On the back of the watch it says To Albert Pastor (which is the way Lefty writes his name when he has to) with the gratitude of the members of the Grocers’ Protective Association.
“Grocers’ Protective Association,” I say slowly, “that sounds like—”
“A racket!” he finishes for me and laughs and bangs my desk with his hand. “Call me a liar if you want, but back there in my home town, this little burg that ain’t got a quarter million people in it — but get me right, a swell little burg just the same — they got racketeers!”
I would not want to call Lefty a liar even if I thought he was a liar because he would have been heavyweight champion of the world before he left the ring to go in business with me if they did not have rules you are supposed to fight by in the ring and if he did not have a temper which kept him forgetting they had rules you were supposed to fight by. So I say, “Is that so?”
Lefty says that is so. He says, “You could’ve knocked me over with the District Attorney’s office. Big city stuff back there! Ain’t that a howl? And my old man being shook down along with the rest of them,” He reaches for the bottle of Scotch that he says is not good.

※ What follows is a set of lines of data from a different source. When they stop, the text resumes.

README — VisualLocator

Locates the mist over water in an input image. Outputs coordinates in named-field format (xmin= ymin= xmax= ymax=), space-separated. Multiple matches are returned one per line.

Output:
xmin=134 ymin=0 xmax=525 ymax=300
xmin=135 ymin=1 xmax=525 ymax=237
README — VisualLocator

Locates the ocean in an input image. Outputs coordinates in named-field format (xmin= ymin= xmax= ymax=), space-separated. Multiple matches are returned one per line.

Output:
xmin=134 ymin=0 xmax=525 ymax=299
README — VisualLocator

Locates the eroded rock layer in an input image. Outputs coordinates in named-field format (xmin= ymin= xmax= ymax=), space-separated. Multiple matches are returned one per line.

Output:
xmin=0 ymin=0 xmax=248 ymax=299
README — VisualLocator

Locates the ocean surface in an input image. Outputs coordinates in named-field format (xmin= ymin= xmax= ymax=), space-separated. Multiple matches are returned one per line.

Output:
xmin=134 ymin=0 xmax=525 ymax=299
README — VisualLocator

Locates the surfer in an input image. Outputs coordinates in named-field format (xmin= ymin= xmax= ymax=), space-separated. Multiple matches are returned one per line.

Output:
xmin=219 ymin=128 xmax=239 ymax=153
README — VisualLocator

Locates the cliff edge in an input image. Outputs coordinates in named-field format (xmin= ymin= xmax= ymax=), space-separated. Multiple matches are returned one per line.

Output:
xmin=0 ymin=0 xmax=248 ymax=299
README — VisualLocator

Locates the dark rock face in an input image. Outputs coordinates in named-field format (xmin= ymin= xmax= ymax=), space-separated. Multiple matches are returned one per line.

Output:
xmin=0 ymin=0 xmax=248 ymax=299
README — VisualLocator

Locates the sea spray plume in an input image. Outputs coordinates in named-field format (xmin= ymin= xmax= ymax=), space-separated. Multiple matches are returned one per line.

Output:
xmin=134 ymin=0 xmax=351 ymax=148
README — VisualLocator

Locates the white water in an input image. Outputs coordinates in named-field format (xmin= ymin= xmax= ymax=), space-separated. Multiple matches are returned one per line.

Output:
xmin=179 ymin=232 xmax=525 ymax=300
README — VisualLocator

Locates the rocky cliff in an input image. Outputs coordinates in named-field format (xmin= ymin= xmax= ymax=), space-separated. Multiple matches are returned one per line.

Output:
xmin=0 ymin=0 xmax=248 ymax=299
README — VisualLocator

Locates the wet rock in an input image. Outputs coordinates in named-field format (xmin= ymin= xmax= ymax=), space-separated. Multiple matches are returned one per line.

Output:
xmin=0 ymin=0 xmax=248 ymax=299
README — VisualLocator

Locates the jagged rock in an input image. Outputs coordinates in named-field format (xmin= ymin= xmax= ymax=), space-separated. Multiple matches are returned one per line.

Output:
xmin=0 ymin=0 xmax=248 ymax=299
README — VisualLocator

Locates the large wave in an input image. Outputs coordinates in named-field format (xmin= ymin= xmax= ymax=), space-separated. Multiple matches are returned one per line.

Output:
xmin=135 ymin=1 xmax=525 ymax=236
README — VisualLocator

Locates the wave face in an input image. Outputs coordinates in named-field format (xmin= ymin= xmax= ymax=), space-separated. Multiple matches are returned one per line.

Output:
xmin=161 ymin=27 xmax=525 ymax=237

“Your old man is a grocer?” I ask.
“Uh-huh, and he always wanted me to follow in his own footsteps.” Lefty says. “and that’s the real reason he didn’t have no use for my fistic career. But that’s all right now — now that I retired from the arena. He’s a swell old guy when you’re old enough to understand him and we got along fine. I give him a sedan and you’d ought to see the way he carries on about it. You’d think it was a Dusenberg.”
“Was it?” I ask.
Lefty says, “No, but you’d think it was a Rolls the way he carries on about it. Well. I’m there a couple days and he lets off about these bums that’d been lining up the grocers round town — join the protective association or else, with not many takers for the else. It seems the grocer business ain’t none too good by its own self and paying alimony to these mugs don’t help it none. The old man’s kind of worried.
“I don’t say nothing to him, but I go off by myself and do some thinking and I think, what’s the matter with me going to see these babies and ask them do they want to listen to reason or have I got to go to work on them? I can’t see nothing wrong with that idea. Can you?”
“No, Lefty,” I say, “I can’t.”
“Well, neither could I,” Lefty says, “and so I did and they don’t think they want to listen to reason. There’s a pair of them in the protective association office when I come in — just about what I expected — they know the words, but they ain’t got the motions right yet. There was a third one come in after awhile, but I’m sweating good by that time and handy pieces has been broke off some of the furniture, so I make out all right, and the old man and some of the others get together and buy me this souper with some of the dues they’d’ve had to pay next month if there’d been any protective association left.”
He puts the watch and chain back in the box and carefully puts the box back in his pocket. “And how’s your father’s horse?” he asks.